«Место, где нам служить, не имеет значения, лишь бы правде уметь честно служить…»

– Взгляните на жизнь иначе, и вы тотчас сделаетесь другим человеком.

На это он ответил негромко:

– Смотрю вот на вас и чувствую, как становится двадцать.

Александр Васильевич значительно улыбнулся:

– Да, я умею оказывать положительное влияние на людей.

Что ж, в этих пышных словах заключалась неотразимая истина, и он прикрыл блеснувшие смехом глаза, говоря:

– В самом деле, с вами становится веселее.

Держась очень прямо, сложив руки крестом, поворачивая медлительно голову, чтобы холодным взглядом измерить его, Александр Васильевич открыл ему секрет своей бодрости, который с удовольствием всем открывал:

– А всё оттого, что я не желаю знать горестные стороны жизни, я не признаю их, я не считаюсь с ними и, несмотря ни на что, хохочу, как школьник между своих беспечных товарищей. Вы же, мой друг, видите жизнь в черном свете и ждете от людей слишком многого. Вы не выучили себя смиряться с их природным несовершенством, с их слабостями, хотя в душе, я уверен, вы любите их, даже негожих, даже тех, кого не хотите любить, как тайно любите нелюбимого вами Илью. Уж я давно догадался об этом, ещё когда вы напечатали «Сон», в «Современнике», в каком-то году.

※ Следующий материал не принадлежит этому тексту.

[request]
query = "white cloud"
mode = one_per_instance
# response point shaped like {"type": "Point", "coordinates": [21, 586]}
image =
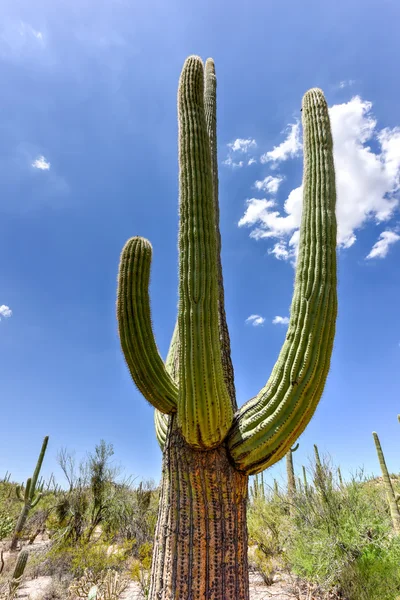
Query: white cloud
{"type": "Point", "coordinates": [346, 83]}
{"type": "Point", "coordinates": [241, 145]}
{"type": "Point", "coordinates": [255, 320]}
{"type": "Point", "coordinates": [289, 148]}
{"type": "Point", "coordinates": [41, 163]}
{"type": "Point", "coordinates": [368, 182]}
{"type": "Point", "coordinates": [229, 162]}
{"type": "Point", "coordinates": [5, 311]}
{"type": "Point", "coordinates": [381, 247]}
{"type": "Point", "coordinates": [280, 320]}
{"type": "Point", "coordinates": [269, 184]}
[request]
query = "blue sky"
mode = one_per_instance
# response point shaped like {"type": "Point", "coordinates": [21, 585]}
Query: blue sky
{"type": "Point", "coordinates": [88, 158]}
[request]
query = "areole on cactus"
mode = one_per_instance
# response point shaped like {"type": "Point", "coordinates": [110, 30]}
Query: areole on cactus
{"type": "Point", "coordinates": [210, 447]}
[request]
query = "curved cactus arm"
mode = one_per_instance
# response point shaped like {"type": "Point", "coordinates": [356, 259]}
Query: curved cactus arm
{"type": "Point", "coordinates": [161, 422]}
{"type": "Point", "coordinates": [28, 490]}
{"type": "Point", "coordinates": [135, 330]}
{"type": "Point", "coordinates": [205, 411]}
{"type": "Point", "coordinates": [36, 500]}
{"type": "Point", "coordinates": [18, 491]}
{"type": "Point", "coordinates": [265, 428]}
{"type": "Point", "coordinates": [210, 107]}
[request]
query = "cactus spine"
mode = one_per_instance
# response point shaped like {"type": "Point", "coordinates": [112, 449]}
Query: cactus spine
{"type": "Point", "coordinates": [209, 447]}
{"type": "Point", "coordinates": [393, 506]}
{"type": "Point", "coordinates": [30, 498]}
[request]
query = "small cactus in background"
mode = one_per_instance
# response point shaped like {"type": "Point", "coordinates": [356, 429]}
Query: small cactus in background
{"type": "Point", "coordinates": [210, 446]}
{"type": "Point", "coordinates": [29, 498]}
{"type": "Point", "coordinates": [393, 505]}
{"type": "Point", "coordinates": [19, 569]}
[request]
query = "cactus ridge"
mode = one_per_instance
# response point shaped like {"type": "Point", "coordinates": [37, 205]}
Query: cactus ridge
{"type": "Point", "coordinates": [266, 426]}
{"type": "Point", "coordinates": [197, 380]}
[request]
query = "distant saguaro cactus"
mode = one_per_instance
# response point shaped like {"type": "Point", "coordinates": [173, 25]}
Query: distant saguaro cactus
{"type": "Point", "coordinates": [16, 578]}
{"type": "Point", "coordinates": [392, 500]}
{"type": "Point", "coordinates": [291, 480]}
{"type": "Point", "coordinates": [209, 446]}
{"type": "Point", "coordinates": [30, 497]}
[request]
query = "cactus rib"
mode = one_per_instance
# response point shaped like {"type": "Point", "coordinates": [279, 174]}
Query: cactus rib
{"type": "Point", "coordinates": [205, 410]}
{"type": "Point", "coordinates": [135, 329]}
{"type": "Point", "coordinates": [265, 427]}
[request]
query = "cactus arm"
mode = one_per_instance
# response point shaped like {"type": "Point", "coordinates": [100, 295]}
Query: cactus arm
{"type": "Point", "coordinates": [265, 428]}
{"type": "Point", "coordinates": [28, 491]}
{"type": "Point", "coordinates": [161, 422]}
{"type": "Point", "coordinates": [36, 500]}
{"type": "Point", "coordinates": [205, 411]}
{"type": "Point", "coordinates": [210, 107]}
{"type": "Point", "coordinates": [19, 493]}
{"type": "Point", "coordinates": [390, 494]}
{"type": "Point", "coordinates": [135, 329]}
{"type": "Point", "coordinates": [39, 464]}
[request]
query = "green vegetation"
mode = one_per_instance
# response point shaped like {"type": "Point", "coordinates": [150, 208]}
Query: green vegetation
{"type": "Point", "coordinates": [336, 536]}
{"type": "Point", "coordinates": [210, 448]}
{"type": "Point", "coordinates": [30, 497]}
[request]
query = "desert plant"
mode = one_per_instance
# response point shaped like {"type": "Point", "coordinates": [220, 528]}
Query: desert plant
{"type": "Point", "coordinates": [291, 480]}
{"type": "Point", "coordinates": [390, 494]}
{"type": "Point", "coordinates": [209, 446]}
{"type": "Point", "coordinates": [6, 525]}
{"type": "Point", "coordinates": [107, 585]}
{"type": "Point", "coordinates": [30, 498]}
{"type": "Point", "coordinates": [17, 575]}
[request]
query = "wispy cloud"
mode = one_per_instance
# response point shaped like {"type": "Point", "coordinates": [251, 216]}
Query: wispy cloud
{"type": "Point", "coordinates": [255, 320]}
{"type": "Point", "coordinates": [5, 311]}
{"type": "Point", "coordinates": [269, 184]}
{"type": "Point", "coordinates": [229, 162]}
{"type": "Point", "coordinates": [238, 148]}
{"type": "Point", "coordinates": [41, 163]}
{"type": "Point", "coordinates": [346, 83]}
{"type": "Point", "coordinates": [368, 183]}
{"type": "Point", "coordinates": [289, 148]}
{"type": "Point", "coordinates": [280, 320]}
{"type": "Point", "coordinates": [241, 145]}
{"type": "Point", "coordinates": [381, 247]}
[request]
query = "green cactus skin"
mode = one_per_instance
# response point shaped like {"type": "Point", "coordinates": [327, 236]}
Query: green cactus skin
{"type": "Point", "coordinates": [18, 573]}
{"type": "Point", "coordinates": [135, 329]}
{"type": "Point", "coordinates": [209, 446]}
{"type": "Point", "coordinates": [266, 426]}
{"type": "Point", "coordinates": [291, 480]}
{"type": "Point", "coordinates": [391, 497]}
{"type": "Point", "coordinates": [32, 495]}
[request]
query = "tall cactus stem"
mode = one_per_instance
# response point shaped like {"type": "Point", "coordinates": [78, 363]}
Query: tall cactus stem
{"type": "Point", "coordinates": [393, 507]}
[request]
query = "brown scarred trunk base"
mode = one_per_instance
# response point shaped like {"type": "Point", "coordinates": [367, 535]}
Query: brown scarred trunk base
{"type": "Point", "coordinates": [200, 550]}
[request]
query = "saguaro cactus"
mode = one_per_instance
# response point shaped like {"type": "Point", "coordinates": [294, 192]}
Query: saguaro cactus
{"type": "Point", "coordinates": [209, 446]}
{"type": "Point", "coordinates": [30, 497]}
{"type": "Point", "coordinates": [391, 496]}
{"type": "Point", "coordinates": [18, 572]}
{"type": "Point", "coordinates": [290, 472]}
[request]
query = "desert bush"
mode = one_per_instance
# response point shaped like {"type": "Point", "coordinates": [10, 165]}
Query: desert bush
{"type": "Point", "coordinates": [108, 585]}
{"type": "Point", "coordinates": [338, 537]}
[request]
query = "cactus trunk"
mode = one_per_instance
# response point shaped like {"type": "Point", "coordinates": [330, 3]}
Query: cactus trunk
{"type": "Point", "coordinates": [210, 447]}
{"type": "Point", "coordinates": [393, 506]}
{"type": "Point", "coordinates": [200, 546]}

Вы и дайте простор вашей любви, не стесняйтесь, не стыдитесь её, ведь она лучшее из всех ваших чувств.

Его поразила неожиданная догадка о том, что все эти годы смущало его. Он не решался, чего-то страшась, признаться себе самому, что на дне его сердца таилось какое-то чувство, очень похожее на обыкновенную добрую искреннюю любовь к его чудаку, казалось бы, пролежавшему всё, что есть в человеке достойного, а этот педантичный, скоморошистый, неудачно, по какой-то странной методе дрессированный сноб с лакированными ногтями по одному фрагменту умел отгадать сокровенную тайну. Он подавлял, он не позволял этому чувству прорываться наружу, когда набрасывал сон Обломова в сонной Обломовке, он тщательно выпалывал его перед тем, как печатать отрывок в журнале, а этот милый чудак не то с искренней, не то для чего-то придуманной холодностью в голосе, в лице, в бесцветных по-английски глазах пронюхал по случайным остаткам, по слабым намекам, по призрачной тени намеков, какие возможности скрыты в ещё не оконченном, в нескончаемом образе.

Он беспокойно задвигался, вытягивая ногу из-под себя, подаваясь всем телом вперед, точно приготовился встать.

Не потому ли он и остановился тогда, что не признался себе в своей непонятной, несмелой любви и не позволил ей обнаружить себя?..

Может быть, в самом деле…

В конце-то концов, искусство – не наши мысли, не проповеди, не разумные рецепты на жизнь, как нам твердят из журнальных статей, в доказательство ссылаясь на немцев. Логика, знания, мысли образуют науку. Искусству всю его прелесть придает наша ненависть, наша любовь…

Однако каким образом этот замороженный смог догадаться?..

Раскрыв изумленно глаза, Иван Александрович сказал почти искренне, мягко, иронизируя скорей по привычке, по складу ума:

– Не знаю, как всех, но вас я люблю в самом деле, почти как Илью.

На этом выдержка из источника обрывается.